Gamers who have played adventure games from LucasArts will feel comfortable with Simon's interface, which is split up into two sides. The left side consists of twelve commands. The most common ones are Walk To, Pick Up, Talk to, Open, and Use. The rest of the commands are unusual and consist of Consume, Wear, Remove, etc. Your inventory is displayed on the right side.

Simon uses 256-color VGA to display graphics. The game features amazing environments that include forests, snowy mountains, swamps, and castles. The characters and the different objects that you have to manipulate are well done. I can even say that the graphics are even better than those in a LucasArts game.

There is humor in the game. Since it is impossible to die in Simon, you are free to experiment with the commands and use those with objects in each scene, and it is likely that whenever you do so, Simon will produce a somewhat funny response. For example, farm animals such as pigs and ducks can be seen throughout the game, and if you try to Talk to them, he will say “I'm not Dr. Doolittle, you know.” If you enter the dwarf cave, you are asked for a password by the head dwarf. If you get it wrong, he will keep on saying “No, try again.” until you get it right. Too bad you don't have that going on in real life.

The sound is excellent as well. Whether you play the game with MT-32 or Sound Blaster enabled, I enjoyed listening to almost all of the music, especially those that included some beats. The sound effects are slightly better than what you hear from a few adventure games. I enjoyed listening to a crow that sits on top of the well in the witch's house. The crow doesn't even produce a crow sound at all. The voices are great and the characters are funny to listen to.

The Bad

The main problem this game has concerns the inventory. For example:

  • A postcard that you carry throughout the game allows you to save, load, and quit games. This is annoying if you have quite a number of items sitting in the inventory, resulting in the postcard being invisible unless you scroll down. The same can be said with the somewhat-ancient map that you use to travel between locations. I don't think that there was anything wrong with putting a huge button in the middle of the interface that is labeled “MAP”.
  • When I ended up having heaps of shit sitting in inventory and decide to save and load a game, the scroll arrows were gone, and the only way that I could make them appear was to click on empty space.
  • When you pick up items, they are added at the beginning of the inventory, rather than the end. This can be annoying when you are near the end but have to scroll to the beginning in order to use it on something on the screen.

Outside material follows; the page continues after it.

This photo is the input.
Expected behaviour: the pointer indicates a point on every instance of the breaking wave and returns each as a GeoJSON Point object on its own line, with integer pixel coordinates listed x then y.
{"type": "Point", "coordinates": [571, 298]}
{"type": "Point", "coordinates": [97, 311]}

Calypso is mentioned at the beginning of the game, as well as throughout. Yet, he doesn't make an appearance in the game; not at the beginning, not throughout, and not near the end. I only know his existence by voice. I had to play the second episode of the series to see what he looks like.

The Bottom Line

Simon the Sorcerer is an adventure game similar to the ones that were created by LucasArts around the same time Simon was made, which is 1993. It features nice graphics and sounds, and, if you have the CD-ROM version, the different characters are funny to listen to. Since you can't die in the game, the user is free to explore with different commands, and use those commands with items that are seen on screen, more often than not causing a funny response from Simon. The sequel is a bit better than the original and does away with the commands. The ending leads in to that sequel.